I am quite sure you wouldn't have hesitated for a second: you would have left the cart and all its contents there, right where they were, and held the chest full of gold firmly in your two arms cradled together!
Yes, but the man was not you, nor me, and he held onto his treasure of worthless objects that he had amassed throughout those long months. You would have, I am certain, eroded, flattened the top of the cone, even if it meant dropping part of the load, to make a place to set the chest, but there it was impossible too without dropping many gadgets and things onto the asphalt of the road, and the man could not do that either.
So, what do you think he did? He left the chest full of gold there and walked away, saying to himself: "I’ll come back later..." I know: this story is stupid. But I have seen so many people leave a treasure behind just to avoid getting rid of what they had spent so much time accumulating.
"Understand who can..."
There are seekers who spend years collecting everything that could have been written about the spirit, the soul, God, and spirituality.
The more they read, the less they understand. Little by little, concepts build, within them, the walls of their convictions, often without windows or a door, leaving them locked in sterile certainties that are full of charm.
If the truth comes knocking at their door, they open it, at first, then stare at this intruder who comes to disturb them, as if they were Jehovah's Witnesses or vacuum cleaner salesmen. If the truth looks a little like what they believe, they let it in, then take it, kneading it until the resemblance is perfect.
Some desire to receive the answer to their questions, but only on the condition that this answer looks like their questions. Before filling a bowl full of water with milk, one must empty the water from the bowl. To learn something new, one must forget what one knows.
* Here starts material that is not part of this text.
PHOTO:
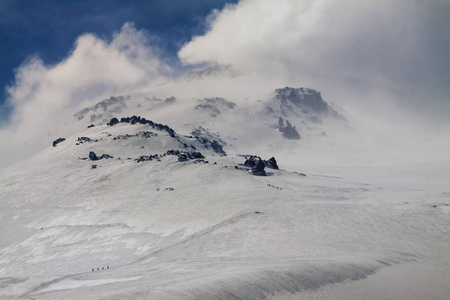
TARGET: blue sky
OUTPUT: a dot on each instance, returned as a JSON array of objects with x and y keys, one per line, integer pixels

This is the story some already know of that master chef who only takes one apprentice every three years, and invariably chooses the one who knows nothing.
To the one who knows cooking, having already studied it for three years, at school and with bosses, and who asks him: "Chef, why did you select this boy who knows nothing about cooking when I already know so much?" The chef replies: "You, it would take me three years to unlearn what you know, then another three years to teach you what I know, whereas this ignorant and curious young man, I will teach him everything in three years."
This requires sincerity, lucidity, modesty, or even humility. It is the only way to walk The Path.